Соколиный рубеж (Самсонов) - страница 505

Много было таких смертных сшибок и скребущих по мозгу человеческих криков, передавленных глоток и свернутых шей – но, лежа на смолистом лапнике, Григорий вспоминал ту ночь, когда они, затравленные беглые, приволоклись в расположение партизанского отряда и забились в такую же точно нору. Переливчатый жирный огонь – воплощение неизъяснимого чувства «свои!», «мы пришли» – обогрел, просветлил до костей и как будто бы тотчас возродил беглецов; под присохшею коркой одежды, под ослепшей, бесчувственной кожей, под истомно занывшими ребрами задышала душа.
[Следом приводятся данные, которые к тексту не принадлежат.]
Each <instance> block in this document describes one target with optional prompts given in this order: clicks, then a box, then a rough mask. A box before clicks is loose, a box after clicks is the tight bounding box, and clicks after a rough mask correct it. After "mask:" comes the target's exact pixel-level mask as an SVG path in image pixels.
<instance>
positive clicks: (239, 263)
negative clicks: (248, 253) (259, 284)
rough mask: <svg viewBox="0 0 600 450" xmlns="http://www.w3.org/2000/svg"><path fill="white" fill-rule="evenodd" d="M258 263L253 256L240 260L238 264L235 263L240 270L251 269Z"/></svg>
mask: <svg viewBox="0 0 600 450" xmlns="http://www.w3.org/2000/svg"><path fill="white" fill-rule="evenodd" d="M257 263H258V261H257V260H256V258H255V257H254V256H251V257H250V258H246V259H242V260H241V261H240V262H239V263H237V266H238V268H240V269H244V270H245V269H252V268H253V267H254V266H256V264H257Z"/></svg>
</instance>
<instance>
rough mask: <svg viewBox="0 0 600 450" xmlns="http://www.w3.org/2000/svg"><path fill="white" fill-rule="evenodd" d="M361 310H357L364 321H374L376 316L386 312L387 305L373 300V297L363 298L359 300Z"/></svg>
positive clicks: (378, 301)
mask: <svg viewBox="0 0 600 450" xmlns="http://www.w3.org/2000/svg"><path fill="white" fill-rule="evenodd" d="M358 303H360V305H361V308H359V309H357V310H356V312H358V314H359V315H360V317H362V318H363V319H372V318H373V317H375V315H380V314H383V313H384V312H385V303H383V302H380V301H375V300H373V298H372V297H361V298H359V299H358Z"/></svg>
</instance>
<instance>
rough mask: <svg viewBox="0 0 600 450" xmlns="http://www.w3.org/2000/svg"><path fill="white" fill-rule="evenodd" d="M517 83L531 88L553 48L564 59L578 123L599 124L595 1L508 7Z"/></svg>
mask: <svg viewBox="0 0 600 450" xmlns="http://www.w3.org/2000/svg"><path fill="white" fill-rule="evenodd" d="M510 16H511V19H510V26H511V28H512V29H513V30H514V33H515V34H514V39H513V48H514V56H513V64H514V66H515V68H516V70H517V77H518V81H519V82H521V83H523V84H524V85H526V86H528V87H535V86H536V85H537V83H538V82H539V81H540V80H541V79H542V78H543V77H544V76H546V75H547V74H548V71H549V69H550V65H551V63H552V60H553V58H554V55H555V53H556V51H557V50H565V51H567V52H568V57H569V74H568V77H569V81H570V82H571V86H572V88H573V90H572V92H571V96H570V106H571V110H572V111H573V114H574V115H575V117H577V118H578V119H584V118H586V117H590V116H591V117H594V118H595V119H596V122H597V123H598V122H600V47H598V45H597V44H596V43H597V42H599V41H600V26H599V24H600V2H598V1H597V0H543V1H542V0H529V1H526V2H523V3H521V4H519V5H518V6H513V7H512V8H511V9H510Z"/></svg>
У любого костра людям хочется выпустить душу. Все собравшиеся у живого огня словно бы начинают держать круговую оборону от холода, от лесного зверья, от пришедших поганых, ото всей окружающей тьмы – что такое есть дом человека вообще, как не этот извечный пещерный огонь, защищенный стенами и крышей? Да, бесслезная горечь и тоска по убитым Ершову, Любухину, Зыкову заварили им рты – партизаны угрюмо молчали, ясно видя: не время; помогали единственной девушке с ранеными, но Зворыгин, проваливаясь в забытье, ощущал только полную, бесповоротную горькую слитность своих со своими, столь простую и ясную, что уже ни о чем больше думать не надо. Ведь они только что вместе приняли бой… Его разбудил фельдшер Рогов:

– Зворыгин, пойдем! Беда у нас, слышишь?! Комдив там… плохой…

– Чего?! Как?! Ты что?! – толкнулся, безного пополз, не веря и не постигая. – Пустите!.. Комдив, ты чего?

Ощепков сидел, привалившись к гранитной стене и по-волчьи оскалившись: заросшее седой щетиной впалощекое лицо сизело, как будто литое из олова, – Зворыгин пригляделся и привычно передернулся, как при виде еще одного придорожного синего трупа, и немедленно возненавидел себя за привычные отвращение и страх.

– Семен Поликарпович! Батя! Ты-и ш-што-о?

Чумазая, ногтистая, по-птичьи тонкая рука Ощепкова лежала на груди, на левой половине – и Зворыгин не мог понять связи положения этой руки с осязаемой болью, которая напрокол жгла комдива, уж почти обездвижив его, с чугунной серостью ощепковского лика, бесконечно родного, отвратительно неузнаваемого. В обеих землистых руках старика была такая страшная безвольность, а вернее, успокоенность, что Зворыгин и сам на мгновение ощутил лишь согласие с этой бездвижностью. Он помнил, что сердце находится слева, но не понимал, как можно умереть от сердца на войне. Он судил по себе, молодой человек, что останется летчиком, даже если его пропустить сквозь кофейную мельницу.

– Батя, не надо! – вкогтился он в сухую руку-ветку. – Ты же нас, ты ж меня… человеком меня сделал там! Ты ить крепкий, железный! Как так?! Ты же нас за собой, а теперь что – бросаешь?! Ты ж один у меня как отец, слышишь, батя, не надо, прошу! Ну! Вставай! Мы ж с тобою всю дорогу прошли! Все! Свои! И отставить! Живой! Шевелись, дрянь такая! Приказываю!